Dopo Wagner, Verdi nella stagione del doppio bicentenario, Falstaff (in scena alla Scala dal 15 gennaio al 12 febbraio) è particolarmente importante per vari motivi: a) è una nuova produzione, non una ripresa come gran parte degli spettacoli verdiani nella programmazione scaligera 2012-2013; b) il partner è la Royal Opera House (RHO) , il Covent Garden, di Londra (dove resterà allestimento resterà in repertorio per diversi)b ); c) il lavoro affidato a Robert Carsen (regia) e Daniel Harding (direzione musicale) soppianta quello di Giorgio Strehler del 1981 (consegnato nel 2001 ad un bel Dvd); d) dà una tinta nuova al capolavoro si un compositore di quasi ottant’anni, l’originalissimo capolavoro di un Verdi divenuto nella tarda maturità un maestro assoluto nell’arte del teatro musicale.
L’azione non è all’epoca elisabettiana, come in Strehler, Zeffirelli ed anche nel mirabile lavoro fatto da Carlo Maria Giulini e Richard Eyer nel 1982 (Los Angeles, Londra , Firenze) e nella tradizione in generale . Non viene portato ad un rave party come fece Luca Ronconi a Firenze una diecina di anni fa od in una stazione ferroviaria britannico all’inizio del Novecento come realizzato da Herbert Wernicke a Aix en Provence ed in una dozzina di teatri europei. Pare prendere parte dell’ispirazione dallo spettacolo di Marco Arturo Marelli, in scena dal 2003 alla Staatsoper di Vienna: la vicenda è portata nella Gran Bretagna pettegola degli Anni Cinquanta. Ma non si tratta di battibecchi e scherzi nella piccola e provinciale Windsor . Carsen vede Falstaff come una commedia sociale, raccontata con uno sguardo molto acuto su una parte della società.
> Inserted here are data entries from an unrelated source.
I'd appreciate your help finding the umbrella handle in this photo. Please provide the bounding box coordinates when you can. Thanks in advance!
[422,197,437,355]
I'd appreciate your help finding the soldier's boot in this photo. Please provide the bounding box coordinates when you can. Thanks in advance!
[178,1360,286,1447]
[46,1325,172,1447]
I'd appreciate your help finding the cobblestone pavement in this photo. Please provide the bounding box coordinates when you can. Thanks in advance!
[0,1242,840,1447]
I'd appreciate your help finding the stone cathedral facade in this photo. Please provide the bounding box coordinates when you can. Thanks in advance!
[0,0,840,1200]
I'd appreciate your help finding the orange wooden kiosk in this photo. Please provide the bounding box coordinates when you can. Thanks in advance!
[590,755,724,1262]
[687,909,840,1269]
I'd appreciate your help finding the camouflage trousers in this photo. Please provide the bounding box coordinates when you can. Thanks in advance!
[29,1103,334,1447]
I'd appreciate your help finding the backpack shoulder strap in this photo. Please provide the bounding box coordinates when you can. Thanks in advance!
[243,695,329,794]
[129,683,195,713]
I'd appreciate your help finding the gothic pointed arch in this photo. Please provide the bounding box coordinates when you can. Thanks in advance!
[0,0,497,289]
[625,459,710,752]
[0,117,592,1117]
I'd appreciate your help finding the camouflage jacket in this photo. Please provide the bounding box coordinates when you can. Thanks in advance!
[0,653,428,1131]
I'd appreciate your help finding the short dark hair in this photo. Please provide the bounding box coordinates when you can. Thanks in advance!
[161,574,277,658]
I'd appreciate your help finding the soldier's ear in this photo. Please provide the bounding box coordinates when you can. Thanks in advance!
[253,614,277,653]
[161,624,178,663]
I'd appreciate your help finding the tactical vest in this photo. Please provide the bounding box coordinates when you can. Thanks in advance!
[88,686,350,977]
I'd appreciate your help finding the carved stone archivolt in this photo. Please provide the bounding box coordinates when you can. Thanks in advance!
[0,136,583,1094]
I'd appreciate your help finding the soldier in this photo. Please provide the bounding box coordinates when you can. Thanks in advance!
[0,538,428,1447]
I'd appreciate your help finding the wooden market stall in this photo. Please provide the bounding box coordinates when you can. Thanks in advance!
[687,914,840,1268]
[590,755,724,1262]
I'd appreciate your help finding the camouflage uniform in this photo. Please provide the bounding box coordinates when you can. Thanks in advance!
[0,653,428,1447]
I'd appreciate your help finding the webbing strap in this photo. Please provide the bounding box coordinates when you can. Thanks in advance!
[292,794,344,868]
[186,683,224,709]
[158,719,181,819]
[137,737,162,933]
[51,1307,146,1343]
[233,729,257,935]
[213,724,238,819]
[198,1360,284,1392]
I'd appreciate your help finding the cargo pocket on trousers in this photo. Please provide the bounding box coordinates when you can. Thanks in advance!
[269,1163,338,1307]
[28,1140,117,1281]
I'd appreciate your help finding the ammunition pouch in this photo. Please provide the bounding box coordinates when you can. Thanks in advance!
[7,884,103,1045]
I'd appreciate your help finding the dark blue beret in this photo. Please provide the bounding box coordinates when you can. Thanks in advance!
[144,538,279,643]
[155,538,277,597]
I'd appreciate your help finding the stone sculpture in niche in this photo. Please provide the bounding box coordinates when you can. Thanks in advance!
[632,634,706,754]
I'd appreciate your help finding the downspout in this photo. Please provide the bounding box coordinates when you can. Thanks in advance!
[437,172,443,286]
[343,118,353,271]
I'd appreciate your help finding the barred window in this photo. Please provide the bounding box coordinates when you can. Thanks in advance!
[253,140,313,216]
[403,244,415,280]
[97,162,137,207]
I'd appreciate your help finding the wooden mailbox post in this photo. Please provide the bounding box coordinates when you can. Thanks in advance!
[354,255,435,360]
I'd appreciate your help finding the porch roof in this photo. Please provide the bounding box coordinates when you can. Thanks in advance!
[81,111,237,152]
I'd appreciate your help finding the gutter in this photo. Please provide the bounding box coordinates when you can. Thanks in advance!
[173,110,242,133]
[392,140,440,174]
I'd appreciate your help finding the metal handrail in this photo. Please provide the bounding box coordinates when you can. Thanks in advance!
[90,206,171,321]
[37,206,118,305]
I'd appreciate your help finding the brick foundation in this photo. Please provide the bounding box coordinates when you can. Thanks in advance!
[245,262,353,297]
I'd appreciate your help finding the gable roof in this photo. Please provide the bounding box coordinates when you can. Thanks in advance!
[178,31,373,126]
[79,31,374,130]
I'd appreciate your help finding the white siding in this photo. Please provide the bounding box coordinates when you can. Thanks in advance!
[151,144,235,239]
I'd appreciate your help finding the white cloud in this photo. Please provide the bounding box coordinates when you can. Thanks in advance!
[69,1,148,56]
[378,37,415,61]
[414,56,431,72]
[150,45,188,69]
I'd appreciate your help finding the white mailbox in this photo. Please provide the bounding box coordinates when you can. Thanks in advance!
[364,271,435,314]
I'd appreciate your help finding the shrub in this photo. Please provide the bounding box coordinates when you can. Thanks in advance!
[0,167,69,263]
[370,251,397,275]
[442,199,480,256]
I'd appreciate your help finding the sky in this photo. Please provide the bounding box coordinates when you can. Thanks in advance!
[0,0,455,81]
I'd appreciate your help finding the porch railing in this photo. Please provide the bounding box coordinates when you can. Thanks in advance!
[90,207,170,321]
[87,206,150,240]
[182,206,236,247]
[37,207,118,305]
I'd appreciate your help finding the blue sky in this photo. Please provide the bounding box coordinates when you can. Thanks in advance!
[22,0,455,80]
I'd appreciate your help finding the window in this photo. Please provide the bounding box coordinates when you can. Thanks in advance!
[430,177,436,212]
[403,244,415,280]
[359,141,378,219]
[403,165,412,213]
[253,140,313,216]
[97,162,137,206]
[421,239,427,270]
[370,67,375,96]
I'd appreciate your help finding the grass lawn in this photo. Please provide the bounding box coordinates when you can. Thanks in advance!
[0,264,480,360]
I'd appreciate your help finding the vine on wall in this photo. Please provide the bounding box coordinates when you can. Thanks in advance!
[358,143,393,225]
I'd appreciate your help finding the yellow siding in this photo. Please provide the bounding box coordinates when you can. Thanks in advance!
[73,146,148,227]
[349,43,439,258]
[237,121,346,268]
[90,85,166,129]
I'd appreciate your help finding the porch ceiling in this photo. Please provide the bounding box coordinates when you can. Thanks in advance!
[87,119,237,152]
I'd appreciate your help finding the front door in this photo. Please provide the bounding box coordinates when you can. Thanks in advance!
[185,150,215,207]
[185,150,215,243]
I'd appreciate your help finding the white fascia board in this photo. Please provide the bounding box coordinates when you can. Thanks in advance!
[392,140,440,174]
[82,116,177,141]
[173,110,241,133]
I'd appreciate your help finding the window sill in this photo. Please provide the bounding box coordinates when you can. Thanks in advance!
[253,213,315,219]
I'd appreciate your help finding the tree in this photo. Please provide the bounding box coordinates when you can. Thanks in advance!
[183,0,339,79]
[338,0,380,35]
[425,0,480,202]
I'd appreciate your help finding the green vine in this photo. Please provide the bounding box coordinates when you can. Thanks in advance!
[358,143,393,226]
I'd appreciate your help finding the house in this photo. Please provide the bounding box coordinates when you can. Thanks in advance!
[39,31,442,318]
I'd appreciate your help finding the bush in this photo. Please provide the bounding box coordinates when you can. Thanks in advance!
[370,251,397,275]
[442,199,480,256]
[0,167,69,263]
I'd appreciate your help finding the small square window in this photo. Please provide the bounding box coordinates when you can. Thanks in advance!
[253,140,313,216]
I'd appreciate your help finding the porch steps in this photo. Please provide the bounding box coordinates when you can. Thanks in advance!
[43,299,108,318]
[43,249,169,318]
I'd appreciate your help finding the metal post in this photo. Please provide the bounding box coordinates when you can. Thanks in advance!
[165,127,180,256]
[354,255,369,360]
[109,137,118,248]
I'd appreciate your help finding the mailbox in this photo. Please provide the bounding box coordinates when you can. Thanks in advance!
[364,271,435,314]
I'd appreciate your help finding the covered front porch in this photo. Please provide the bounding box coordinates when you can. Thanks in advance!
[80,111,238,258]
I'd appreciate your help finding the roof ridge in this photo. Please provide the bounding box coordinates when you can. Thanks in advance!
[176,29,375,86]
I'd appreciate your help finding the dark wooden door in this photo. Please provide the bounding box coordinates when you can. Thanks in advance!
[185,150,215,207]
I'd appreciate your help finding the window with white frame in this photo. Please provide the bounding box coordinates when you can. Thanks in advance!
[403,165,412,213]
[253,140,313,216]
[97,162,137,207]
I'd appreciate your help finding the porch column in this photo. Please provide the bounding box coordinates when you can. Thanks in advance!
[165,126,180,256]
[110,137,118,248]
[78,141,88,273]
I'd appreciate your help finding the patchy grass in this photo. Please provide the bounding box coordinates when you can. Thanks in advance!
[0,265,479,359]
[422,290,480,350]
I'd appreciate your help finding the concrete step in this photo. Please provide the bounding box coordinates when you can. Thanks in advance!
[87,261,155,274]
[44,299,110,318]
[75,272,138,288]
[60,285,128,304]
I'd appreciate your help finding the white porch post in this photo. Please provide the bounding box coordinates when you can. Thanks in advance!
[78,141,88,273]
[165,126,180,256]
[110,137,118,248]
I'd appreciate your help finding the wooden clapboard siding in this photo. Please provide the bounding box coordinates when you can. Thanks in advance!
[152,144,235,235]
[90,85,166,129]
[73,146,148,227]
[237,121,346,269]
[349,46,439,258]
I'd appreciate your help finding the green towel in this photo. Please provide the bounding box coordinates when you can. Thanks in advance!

“L’intreccio – dice – non si limita al gioco delle situazioni tragicomiche,ma arricchisce la buffa vicenda con un grande approfondimento dell’animo umano: pensiamo alla gelosia di Ford, alla malizia delle “comari”, all’innocenza dei giovani,ma anche alla loro astuzia. Naturalmente vi si sviluppano temi consueti nella commedia, come la contrapposizione dei giovani contro gli anziani, ma direi che il tratto saliente dell’opera è proprio la sua vitalità, quell’ingordigia della vita, quello stesso appetito che si ha per il buon cibo o per le buone bevande”.
Carsen pone l’accento su una caratteristica poco notata del Falstaff: è un’opera molto sensuale. In effetti, eros e sensualità che nel teatro musicale italiano dell’Ottocento era stato cacciato dalla porta maggiore (salvo a rientrare dalla finestra in La Traviata ed in Un Ballo in Maschera) stava diventando di nuovo proprio diventando centrale sulla scena. La prima di Manon Lescaut di Giacomo Puccini (che trasuda eros da ogni nota) precede di novi giorni quella del Falstaff. “Per interpretare l’opera come una celebrazione dei sensi – sottolinea Carsen , ho voluto spesso inserire situazioni in cui si mangia e si beve: c’è sempre il piacere del pranzare o del cenare insieme. L’opera stessa termina con una festa. Nello spartito ci sono spesso parti in cui ipersonaggi cantano insieme o si parlano quasi addosso: per me anche questa caratteristica riporta all’idea di festa che io vedo nell’opera, in cui spesso si festeggia e ci si intrattiene in allegria”.
Ambientato l’allestimento di Falstaff nel Novecento, nell’Inghilterra degli Anni Cinquanta ha molti significati . Era un periodo in cui esisteva un tipo di scontro di classe molto forte. In quegli anni sorgeva la nuova middle classi. Erail momento in cui si percepisce il problema dell’aristocrazia inglese che,dopo la Seconda Guerra Mondiale, è entrata in una fase di declino. Era anche una fase perbenista (ma con tanta sensualità dietro le tende): la censura costrinse a rappresentare in un club privato A View from the Bridge (“Uno sguardo dal Ponte”) di Arthur Miller, ma i Tabloid imperversavano con particolari piccanti sulla Corte e sulle vicende di letto del Ministro della Difesa John Profumo.